Her research brought her to see some uncommon entries on the grave markers.
“What is interesting for me is when I recorded grave markers that also included the time of death, either the exact time or indicated which part of the day: in the morning, at dawn or at night, and other information about the deceased. These would include the social status or the occupation, even the ethnicity of the dead,” she said.
There was also an instance that she was able to study a grave marker inside the Malabon church which had an epitaph engraved with “Tinawag sa sinapupunan ni Bathala,” or Summoned back to the womb of Bathala.”
“Bathala is the god of the Tagalogs during the Pre-Spanish 16th century period. That was interesting because it was allowed to be included for the grave markers inside the church,” Barretto-Tesoro explained.
Other grave markers have references to the dead, “So you’d know their civil status, if they are single or married, if they are young or old. Although, some of the markers do not really indicate if the person is married or not but you can deduce from the epitaph or the inscriptions if the dead had children and spouse, you’d know that the person was married,” Barretto-Tesoro said.
She also added that grave markers emphasized if the deceased were widows usually indicated by a Viuda or Vda. or Balo/Bao.
If the deceased was a minor the grave marker would emphasize based on what is written on the epitaph “because it is unexpected for children basically to have died before their parents.”
Barretto-Tesoro added there are other grave markers that have the profession or the public identity of the deceased.

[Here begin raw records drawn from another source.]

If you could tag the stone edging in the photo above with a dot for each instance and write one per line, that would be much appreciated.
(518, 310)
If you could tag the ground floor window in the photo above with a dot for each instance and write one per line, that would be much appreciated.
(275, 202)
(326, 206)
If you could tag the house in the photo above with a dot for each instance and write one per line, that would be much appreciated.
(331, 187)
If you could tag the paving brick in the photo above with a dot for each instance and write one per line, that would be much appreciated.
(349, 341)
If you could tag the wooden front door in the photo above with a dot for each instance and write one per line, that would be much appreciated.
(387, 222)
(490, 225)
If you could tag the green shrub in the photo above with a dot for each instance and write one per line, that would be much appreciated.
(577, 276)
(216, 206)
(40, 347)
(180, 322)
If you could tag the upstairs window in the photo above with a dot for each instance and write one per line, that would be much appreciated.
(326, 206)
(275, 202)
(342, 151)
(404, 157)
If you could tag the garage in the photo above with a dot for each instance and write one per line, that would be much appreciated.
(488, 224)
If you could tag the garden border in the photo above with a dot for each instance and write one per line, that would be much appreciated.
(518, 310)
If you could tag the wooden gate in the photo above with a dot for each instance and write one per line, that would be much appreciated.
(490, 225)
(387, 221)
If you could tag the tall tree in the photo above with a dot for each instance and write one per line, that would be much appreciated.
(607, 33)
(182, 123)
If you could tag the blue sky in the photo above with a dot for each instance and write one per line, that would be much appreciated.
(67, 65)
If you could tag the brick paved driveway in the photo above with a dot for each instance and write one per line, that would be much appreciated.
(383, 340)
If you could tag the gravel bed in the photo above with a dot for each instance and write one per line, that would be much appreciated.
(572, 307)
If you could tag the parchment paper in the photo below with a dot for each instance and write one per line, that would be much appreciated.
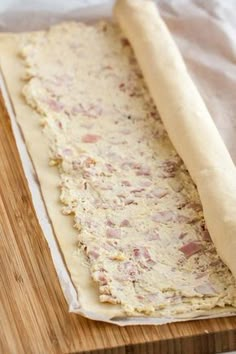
(204, 32)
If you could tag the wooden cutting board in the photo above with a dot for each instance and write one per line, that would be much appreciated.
(34, 316)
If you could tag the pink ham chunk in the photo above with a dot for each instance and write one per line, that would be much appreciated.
(125, 223)
(90, 138)
(164, 216)
(190, 248)
(55, 105)
(206, 289)
(113, 233)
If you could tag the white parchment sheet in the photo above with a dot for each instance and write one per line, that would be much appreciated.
(205, 32)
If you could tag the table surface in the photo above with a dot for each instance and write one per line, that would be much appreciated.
(34, 316)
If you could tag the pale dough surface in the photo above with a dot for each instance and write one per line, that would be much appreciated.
(35, 140)
(186, 119)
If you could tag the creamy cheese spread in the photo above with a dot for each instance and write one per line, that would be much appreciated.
(134, 204)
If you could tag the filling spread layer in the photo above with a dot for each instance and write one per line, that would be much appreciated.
(136, 209)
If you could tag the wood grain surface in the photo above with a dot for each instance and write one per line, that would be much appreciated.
(34, 316)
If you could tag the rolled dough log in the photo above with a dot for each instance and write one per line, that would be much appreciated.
(186, 119)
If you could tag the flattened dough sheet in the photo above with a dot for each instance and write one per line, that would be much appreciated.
(186, 119)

“For public identity, I find it interesting that these are highlighted either they are parish priests or author of a book, either they are mestizo or not. What is common is if they are politicians. Even though they no longer hold the position at the time of death, they are still referred to as Mayor or Gobernadorcillo or Alcalde, and other positions such as medical doctor, teacher, professor, lawyer,” she said.

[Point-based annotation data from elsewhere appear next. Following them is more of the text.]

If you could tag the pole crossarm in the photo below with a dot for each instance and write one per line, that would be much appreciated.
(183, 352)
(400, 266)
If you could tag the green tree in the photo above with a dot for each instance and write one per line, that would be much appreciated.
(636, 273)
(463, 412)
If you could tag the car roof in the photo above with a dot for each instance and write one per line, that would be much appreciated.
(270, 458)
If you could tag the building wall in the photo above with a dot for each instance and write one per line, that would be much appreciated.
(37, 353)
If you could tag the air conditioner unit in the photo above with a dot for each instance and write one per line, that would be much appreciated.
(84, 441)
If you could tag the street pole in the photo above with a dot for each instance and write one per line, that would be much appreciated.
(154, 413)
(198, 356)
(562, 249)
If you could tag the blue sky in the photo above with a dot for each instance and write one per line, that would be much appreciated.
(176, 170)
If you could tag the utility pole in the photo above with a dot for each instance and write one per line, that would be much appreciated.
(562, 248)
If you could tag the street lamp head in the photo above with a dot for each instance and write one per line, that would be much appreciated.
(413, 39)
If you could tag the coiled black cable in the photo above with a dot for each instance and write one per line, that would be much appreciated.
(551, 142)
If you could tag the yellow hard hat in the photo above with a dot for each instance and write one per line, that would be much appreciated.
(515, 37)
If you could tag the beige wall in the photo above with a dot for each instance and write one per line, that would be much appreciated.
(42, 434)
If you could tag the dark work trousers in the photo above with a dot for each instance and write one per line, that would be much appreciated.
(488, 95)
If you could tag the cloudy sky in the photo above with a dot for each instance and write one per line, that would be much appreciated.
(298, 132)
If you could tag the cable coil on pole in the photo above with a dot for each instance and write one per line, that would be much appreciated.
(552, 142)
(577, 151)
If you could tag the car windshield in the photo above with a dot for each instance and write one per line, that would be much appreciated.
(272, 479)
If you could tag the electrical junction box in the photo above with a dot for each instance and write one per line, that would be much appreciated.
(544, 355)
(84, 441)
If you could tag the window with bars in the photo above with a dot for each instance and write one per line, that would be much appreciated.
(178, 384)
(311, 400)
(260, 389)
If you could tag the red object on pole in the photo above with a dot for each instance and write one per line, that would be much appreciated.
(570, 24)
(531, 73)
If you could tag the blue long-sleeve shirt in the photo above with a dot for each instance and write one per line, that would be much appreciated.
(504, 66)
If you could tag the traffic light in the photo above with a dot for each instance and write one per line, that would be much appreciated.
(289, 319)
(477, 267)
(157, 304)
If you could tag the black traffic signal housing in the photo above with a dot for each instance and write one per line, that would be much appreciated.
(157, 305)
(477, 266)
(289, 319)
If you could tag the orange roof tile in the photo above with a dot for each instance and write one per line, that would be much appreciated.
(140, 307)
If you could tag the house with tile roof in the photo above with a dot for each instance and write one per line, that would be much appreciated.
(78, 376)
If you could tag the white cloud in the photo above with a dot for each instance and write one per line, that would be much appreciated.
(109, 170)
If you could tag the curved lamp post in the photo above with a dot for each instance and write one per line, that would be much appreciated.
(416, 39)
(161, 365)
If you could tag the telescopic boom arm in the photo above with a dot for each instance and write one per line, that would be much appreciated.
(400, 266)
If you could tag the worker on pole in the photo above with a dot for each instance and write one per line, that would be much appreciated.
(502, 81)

There was also a grave marker with a Gral (for General) written on it.
The research also delved on mortuary ideology, indigenous mortuary beliefs, and values and attitudes.
“I’m interested in the changing mortuary ideology from the pre-16th century to the Spanish occupation until the present. I would like to see how mortuary habituals change or how the transition occurred and if there are any, persistence in terms of practices,” Barreto-Tesoro said.
The conference last Mar.10 was an initiative of the UP Department of Anthropology in partnership with the Office for Initiatives in Culture and the Arts and was part of “Engkwentro,” the UP Diliman Arts and Culture Festival 2021 held from February to April.